A Google spokesperson confirmed the memo was genuine and came from a Google engineer, but said it was the opinion of one senior employee and not necessarily the company as a whole. .

“We have been thinking a lot about OpenAI. But the uncomfortable truth is that we are not in a position to win this arms race, and neither is OpenAI.”

Open source tools, now in the hands of millions, enable individuals and small groups to compete and overcome what were once seen as obstacles to further progress in AI. They build tools that are faster, smaller, and easier to update. Some of these AI models can run on a system as small as a phone and give better results than those running on whole fast computers.

This is more than just a challenge to the dominance of big tech companies. This shows that AI development has reached a stage where no one can step on the brakes.

“Of course, I am talking about open source. It’s shrinking so fast.”

Tech companies have spent years developing AI in an arms race behind the scenes, and with the release of ChatGPT came OpenAI. Other generative AI systems that can create content based on user prompts have surged in popularity and quality. OpenAI announced a major deal with Google competitor Microsoft in January. In response, Google rushed to release a corresponding program, Bard.

A Google engineer said:

“Individuals with open source tools do things with $100, but we struggle with $10 million.”

He said the only option for Google if it wants to be on the cutting edge again is to stop treating AI as something special to them and try to learn from people who are already outperforming large internal projects. claim.

“We don’t have a secret sauce. Our greatest desire is to learn from and collaborate with other companies besides Google.”

Google employees say that both Google and Microsoft have a growing community of programmers and companies that rely on publicly available AI code and models, known as “open source,” to create smaller but more efficient projects. I wrote ignoring it.

Some experts and industry analysts agreed with the memo’s warnings. OpenAI founder Andrey Karpathy, who returned to the company in February, wrote on Twitter on Saturday that the rise of smaller AI companies competing with big tech companies is starting to shake up the industry.

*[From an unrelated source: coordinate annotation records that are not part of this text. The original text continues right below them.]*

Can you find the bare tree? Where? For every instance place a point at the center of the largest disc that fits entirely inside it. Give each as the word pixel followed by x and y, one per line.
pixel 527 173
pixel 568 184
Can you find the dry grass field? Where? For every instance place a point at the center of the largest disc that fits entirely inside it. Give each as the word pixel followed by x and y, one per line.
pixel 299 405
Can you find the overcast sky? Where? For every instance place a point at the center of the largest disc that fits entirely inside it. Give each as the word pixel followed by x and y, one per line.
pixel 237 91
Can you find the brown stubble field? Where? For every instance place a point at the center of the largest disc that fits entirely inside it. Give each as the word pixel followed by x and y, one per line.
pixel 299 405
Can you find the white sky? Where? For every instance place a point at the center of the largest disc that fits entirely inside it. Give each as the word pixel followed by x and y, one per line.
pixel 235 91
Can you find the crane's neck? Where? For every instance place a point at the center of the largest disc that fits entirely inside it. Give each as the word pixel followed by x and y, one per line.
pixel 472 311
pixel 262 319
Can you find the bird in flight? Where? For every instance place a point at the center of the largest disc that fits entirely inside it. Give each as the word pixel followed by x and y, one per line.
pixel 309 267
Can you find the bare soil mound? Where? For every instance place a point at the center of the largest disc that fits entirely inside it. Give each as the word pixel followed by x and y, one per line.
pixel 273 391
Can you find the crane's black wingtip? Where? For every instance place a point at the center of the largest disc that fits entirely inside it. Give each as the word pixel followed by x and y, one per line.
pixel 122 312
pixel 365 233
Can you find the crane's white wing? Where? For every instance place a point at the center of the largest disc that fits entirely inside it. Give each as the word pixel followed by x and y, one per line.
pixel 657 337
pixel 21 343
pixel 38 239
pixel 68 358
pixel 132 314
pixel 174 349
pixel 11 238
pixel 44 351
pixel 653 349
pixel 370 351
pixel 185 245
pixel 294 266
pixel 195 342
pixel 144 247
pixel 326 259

Tools like Midjourney and ChatGPT have been a big part of the national talk about rapid changes in the AI ​​space over the past year. As Business Insider reports, major companies, including the creators of these tools, are scrambling to steal software talent in the race to lead his own AI development. But as Selnau’s memo makes clear, those efforts have failed, and the tools being pursued by the big companies are far from “cutting edge,” even if they are out there.

Perhaps the most surprising thing is how quickly this happened. The open-source community didn’t actually dabble in large-scale proprietary AI models until early March, when the code behind Facebook’s large-scale language model meta-AI (Llama) was leaked online. The tool came out there with absolutely no instructions or hints to change it into anything other than the kind of chatbot that Facebook created. It didn’t matter.

All of this shows how futile efforts to slow rapid change in the field, such as a letter published at the end of March in which more than 1,000 experts called for a “pause” in AI development, are in fact futile. It becomes clear that there is

The letter stated that AI experiments “posed grave risks to society and humanity” and that the AI ​​Institute “has a great deal of power to develop and deploy a more powerful digital mind that no one, not even its creators, can comprehend.” We are in an uncontrollable race,” he warned. , predict or control with certainty. But the call to “immediately suspend training of AI systems stronger than GPT-4 for at least six months for all AI laboratories” is a slam dunk for companies looking to gain an edge over their competitors. At some point it was already useless for gatherings.